A small city full of emptiness, shadow absences in the sun. I follow my nose from church to church, damp frescoes to chipped saints: smoke and wax, electric candles and patterned reliquaries below heavy ceilings. Beyond brick walls, private gardens and tall trees, in the squares dust and benches for us to share. I am lost in sunlight and market debris, in soundscapes and sound worlds, home-made films, pigeon talk and cathedral bells, eurodisco and late night chat.

Clear dark sky sends cool air into my hotel room. Space and time and the visual, Bill Viola’s slow-moving figures and the sounds of distance, of silence, the close-miked today; the sounds of steps and voices, cat purrs and paintbrushes, the echoes of a tunnel in time, characters who cannot see each other. Everyone knows someone else we almost know: zoom to rain on the windscreen, pan out to watch the clouds go by.

The market scaffolds itself into being, disappears by afternoon, so what remains can be swept up.
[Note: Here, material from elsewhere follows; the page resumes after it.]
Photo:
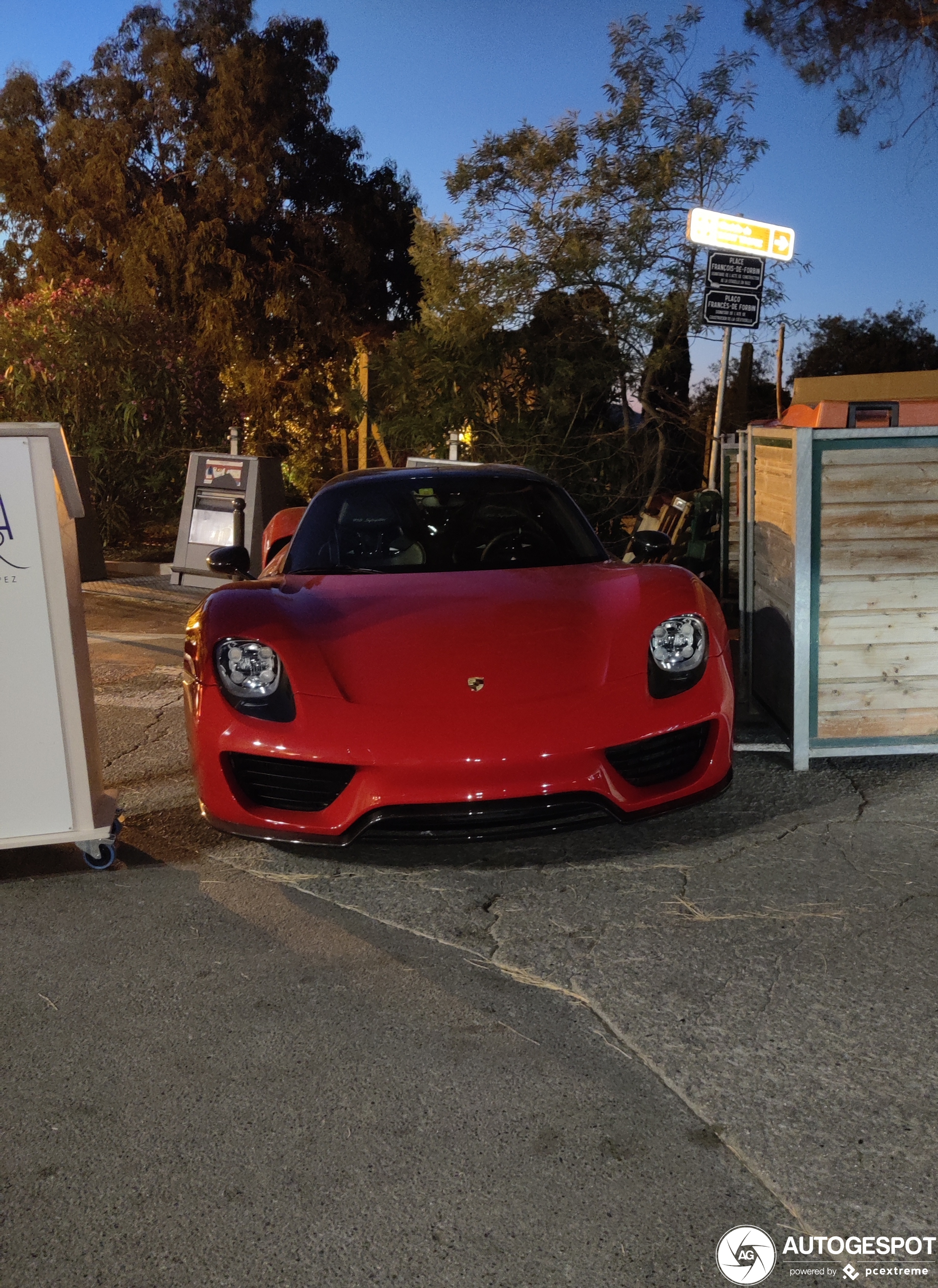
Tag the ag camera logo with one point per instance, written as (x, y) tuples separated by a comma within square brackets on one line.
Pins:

Everyday perception is disrupted: five faces in a dark room, digital glitches and delay disrupt our point-of-view. I am above it all, immersed in it all, a visitor frozen in a hotel window, four floors up with no-one in the dark to pray for me.

Is it art or a documentary, a provocation or the avant-garde? What do we gain from drilling down in isolation? I like the shelves of found objects – glass and china, stone debris – in the museum of archaeology. Kingsley climbed the tower past the pendulum, swinging straight as the world turns. Traffic noise fades, frescos change colour, there are no questions from the audience. We are all immersed in sound and sunshine, concentrating on the view outside and the audio-visual equipment’s hum.